I think single payer will be the Next Big Thing as well, on the theory that government has so screwed up health care that only government can fix it.
[hurl]
I never hear about this sort of stuff, until after the fact. Likely I wouldn’t have gone, since it’s a work day, and I typically just want nothing more than to get home and unwind, but still …
http://www.denverpost.com/news/ci_29078341/million-mask-march-remembers-guy-fawkes-winds-through
The whole “million” $THING march idea does seem worn out to me, though.
BTW just because I think govco will push single payer, does not mean it will work any better than Obamacare. Yes it does work (somewhat, sorta!) in Europe, but transplanting Eurosocialism over here always ends up badly (e.g. government schooling).
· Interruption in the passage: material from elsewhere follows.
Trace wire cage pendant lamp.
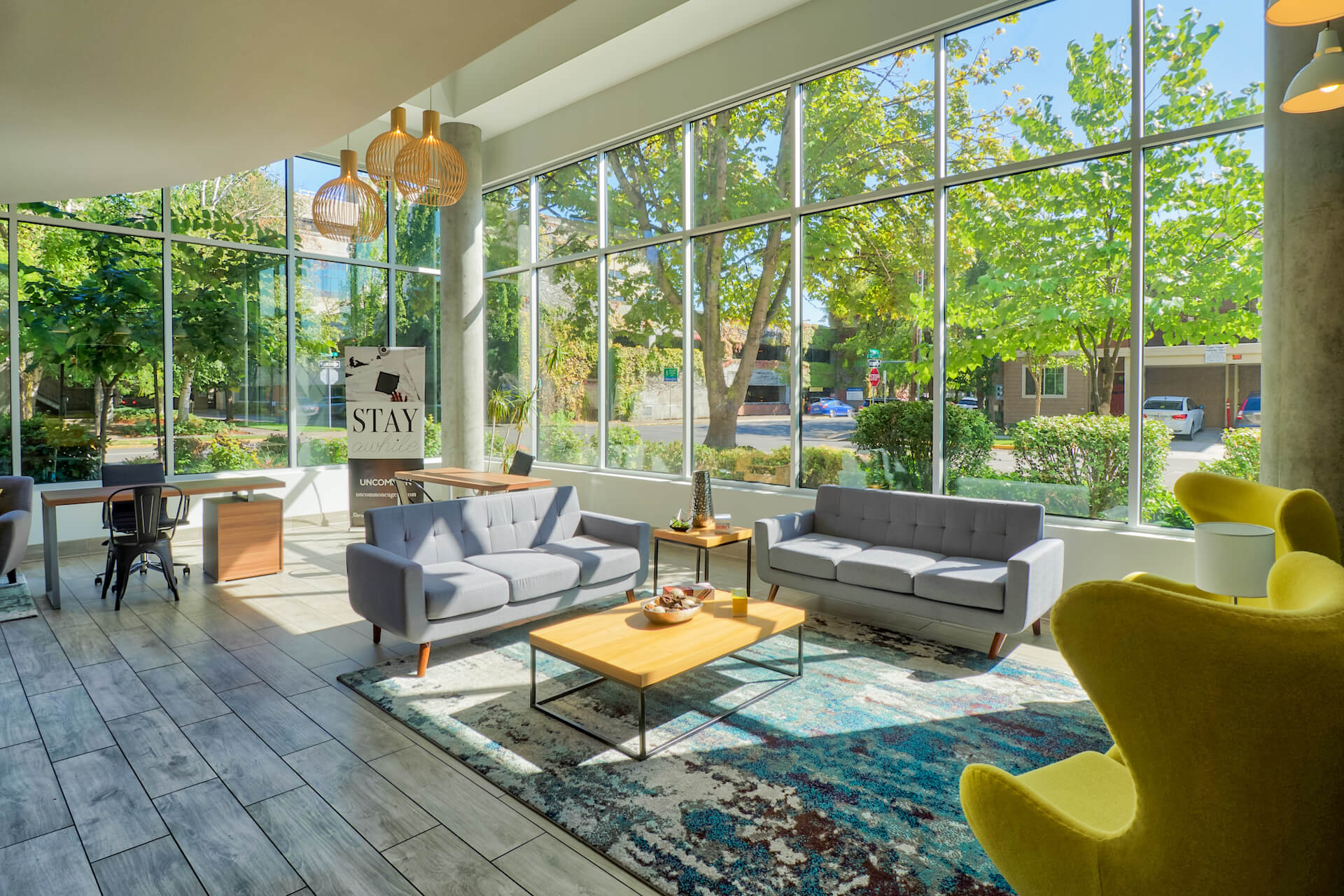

But I’m also not too worried about it. There will always be ways for people to get around it. That big no-insurance outfit in Oklahoma is expanding. There are lots of doctors who take cash payments (to find them, look at the outfit called “simplecare”, something I joined last night).
Also, being ever the optimist, Obamacare and single payer is a wonderful way to get ordinary people questioning statism and the government narrative. You see this all over these days.
While he’s most definitely a social conservative, Ben Carson does have a plan to privatize health care. It involves health savings accounts. Even with that he still wants government regulated health insurance companies, but they would be non-profit like many hospitals are now. At least someone is talking about dialing it back. I doubt if he will get nominated, let alone elected, and then he would have to overcome a bought and paid for congress. Chances are slim this will go anywhere, but at least SOMEONE wants it repealed.